In recent years, the use of e-cigarettes (e-cigs) has risen dramatically. According to the 2017 National Youth Tobacco Survey, a staggering 11.7 % of high school students have reportedly used an e-cig product, compared to a mere 1.5% of students reporting usage in 2011. These figures mirror similar findings among middle school surveys indicating a growing trend with age.
Did you know?
E-cigarettes are now the most commonly used tobacco product among youth.
E-cigs are electronic devices that function by heating a liquid solution composed of nicotine, flavored additives, humectant, and many other harmful substances/chemicals that create an aerosol upon inhalation. While there are slight differences in flavor options, battery life, and size, both e-cigarettes and vape pens allow the user to consume nicotine products in vapor form. Popular public opinion is that consuming tobacco in this form is “safer” than actual cigarettes.

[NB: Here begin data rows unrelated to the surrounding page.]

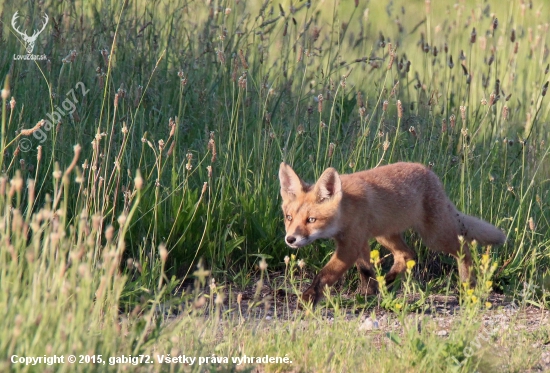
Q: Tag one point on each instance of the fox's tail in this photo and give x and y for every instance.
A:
(484, 233)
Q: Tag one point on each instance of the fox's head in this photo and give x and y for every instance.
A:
(311, 211)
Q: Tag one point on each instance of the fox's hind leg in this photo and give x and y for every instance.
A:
(369, 285)
(445, 238)
(401, 254)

True/False: Vaping is safer than cigarettes. False
While the flavoring and humectant components have been approved by the FDA for human consumption, the inhalation of such products has not been tested for safety and therefore pose an unknown risk to the user. In addition to addictive nicotine, e-cig vapor contains other harmful substances such as heavy metals, volatile organic chemicals, formaldehyde, powerful irritants, and cancer-causing agents. The long-term effects are unknown.
Factors that influence trying e-cigs/vaping:
- Exposure to advertisements
- Perception of being less harmful than cigarettes
- Social/peer pressure factors
- Taste options in flavorings
- Ease of accessibility
- Glamorized by the media
In an attempt to produce a thicker cloud of smoke, teenagers have begun “dripping” a practice where the liquid nicotine is poured directly onto the heating coils of e-cigarettes. This produces harmful byproducts, namely formaldehyde.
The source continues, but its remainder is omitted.